The Emerging Church Movement: A New Form of Religious Organization?

Monday, July 14, 2014: 3:55 PM
Room: Harbor Lounge B
Oral Presentation
Maren FREUDENBERG , Sociology, Free University Berlin, Berlin, Germany
The last 30 years have seen an unprecedented decline in formal religious adherence in the United States that has affected a range of religious organizations. As a result, institutionalized religion has undergone heavy scrutiny regarding its abilities to respond to the spiritual needs of society in postmodernity. With the deterioration of grand narratives and absolute truths, institutionalized religion is rapidly losing its monopoly on interpreting the faith and prescribing the ways in which it is to be practiced. Instead, local religious communities are claiming the right to redefine what it means to lead a faithfully Christian life in their individual social contexts.

The widespread criticism of institutionalized religion has resulted in the surge of a novel religious movement in the United States and elsewhere: the Emerging Church Movement (ECM). The ECM has no institutional structure or unified beliefs, instead spanning across a range of religious orientations from conservative to liberal, post-evangelical to neo-charismatic. It is often described as a “conversation” in that its followers question and criticize existing religious traditions and theologies and experiment with alternative ways of practicing their faith. They seek to overcome polarizing labels and preconceptions and the institutional and dogmatic baggage that these bring with them. They reflect postmodernity’s position that there is no absolute truth, deconstructing theological metanarratives and reorienting themselves toward early Christianity in an effort to ‘get back to the roots of the faith’.
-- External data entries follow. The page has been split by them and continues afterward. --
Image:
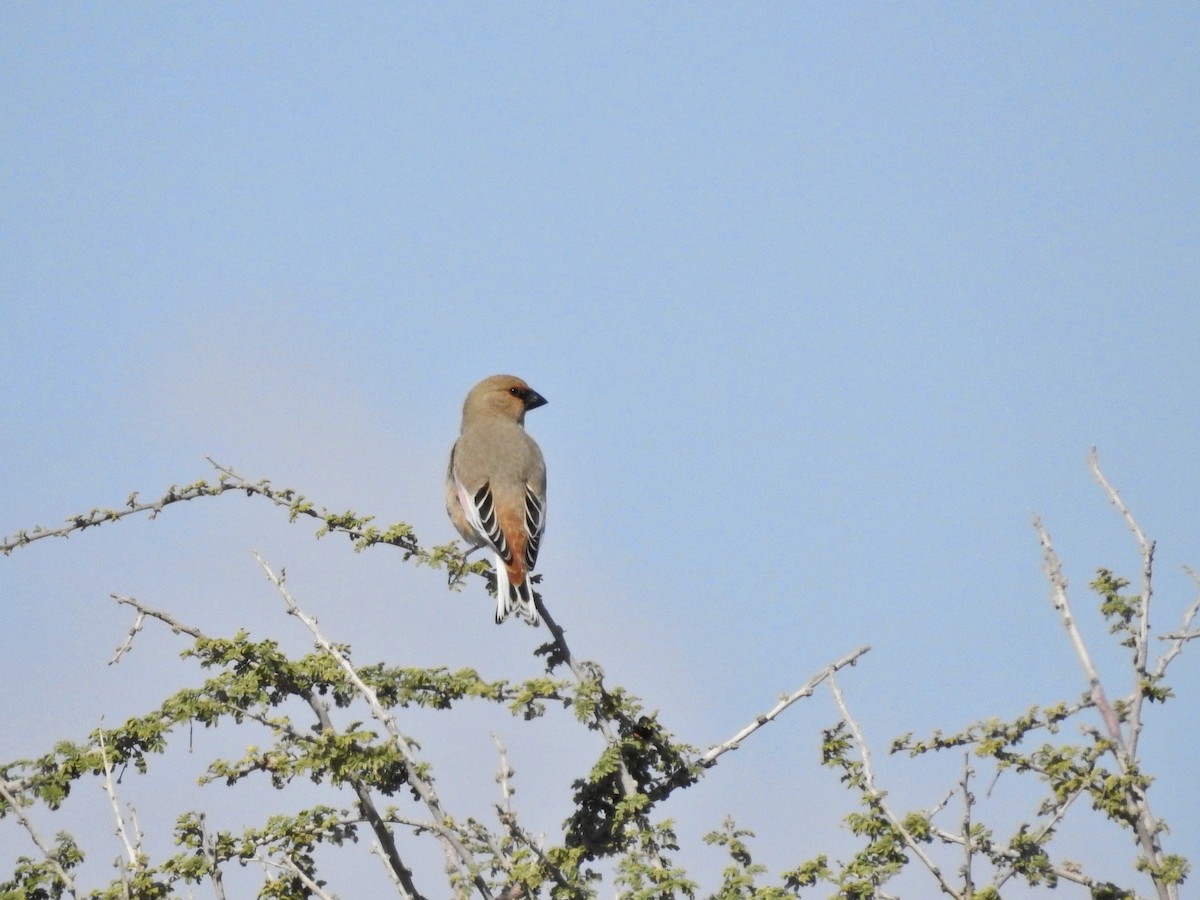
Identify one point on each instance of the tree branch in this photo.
(423, 787)
(805, 690)
(877, 796)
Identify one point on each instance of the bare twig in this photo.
(804, 690)
(423, 787)
(1059, 595)
(377, 850)
(877, 796)
(210, 852)
(1183, 635)
(289, 864)
(1141, 646)
(178, 627)
(967, 845)
(228, 480)
(127, 645)
(1044, 832)
(503, 774)
(586, 672)
(131, 851)
(39, 841)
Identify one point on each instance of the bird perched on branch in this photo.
(496, 487)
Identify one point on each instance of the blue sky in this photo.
(826, 299)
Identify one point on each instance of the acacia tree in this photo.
(329, 719)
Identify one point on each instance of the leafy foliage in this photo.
(613, 829)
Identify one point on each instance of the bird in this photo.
(496, 487)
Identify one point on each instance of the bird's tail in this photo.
(514, 598)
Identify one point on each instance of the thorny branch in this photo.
(39, 841)
(423, 787)
(804, 690)
(353, 527)
(877, 796)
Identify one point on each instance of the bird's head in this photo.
(505, 396)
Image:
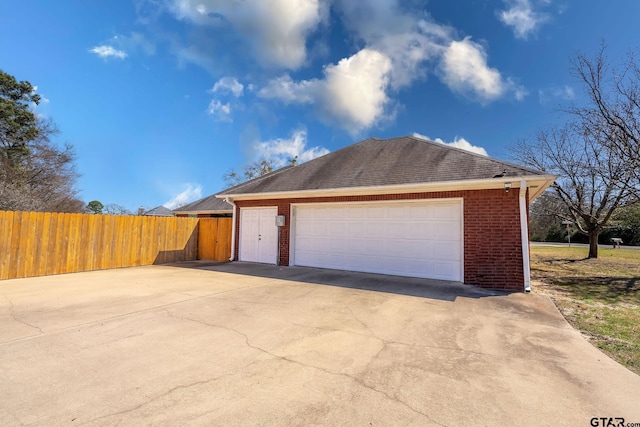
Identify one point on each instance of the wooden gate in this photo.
(214, 239)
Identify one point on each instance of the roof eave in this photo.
(204, 211)
(538, 183)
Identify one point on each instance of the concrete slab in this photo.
(248, 344)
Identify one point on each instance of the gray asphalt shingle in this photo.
(383, 162)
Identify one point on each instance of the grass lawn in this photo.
(599, 297)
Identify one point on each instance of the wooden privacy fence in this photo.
(38, 243)
(214, 239)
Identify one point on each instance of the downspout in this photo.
(233, 228)
(524, 235)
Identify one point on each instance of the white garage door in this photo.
(418, 239)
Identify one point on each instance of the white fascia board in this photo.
(538, 182)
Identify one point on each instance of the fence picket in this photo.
(37, 244)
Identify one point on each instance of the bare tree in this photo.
(613, 110)
(593, 180)
(251, 171)
(35, 175)
(115, 209)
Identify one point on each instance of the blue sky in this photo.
(161, 98)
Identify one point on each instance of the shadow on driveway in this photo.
(425, 288)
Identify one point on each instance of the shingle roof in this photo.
(159, 211)
(383, 162)
(208, 204)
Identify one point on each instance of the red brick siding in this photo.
(492, 249)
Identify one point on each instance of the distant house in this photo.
(208, 207)
(402, 206)
(159, 211)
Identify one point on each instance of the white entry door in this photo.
(419, 239)
(258, 235)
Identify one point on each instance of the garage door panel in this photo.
(412, 239)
Using field data, this paper shows how the ECM’s loose organizational form allows specific religious practices to take shape that offer viable alternatives to institutionalized religious membership. It then raises the related question whether the ECM as a growing movement defined by its non-institutionalization is a sustainable form of religious organization: if current growth rates continue, can the ECM escape organizational institutionalization at all?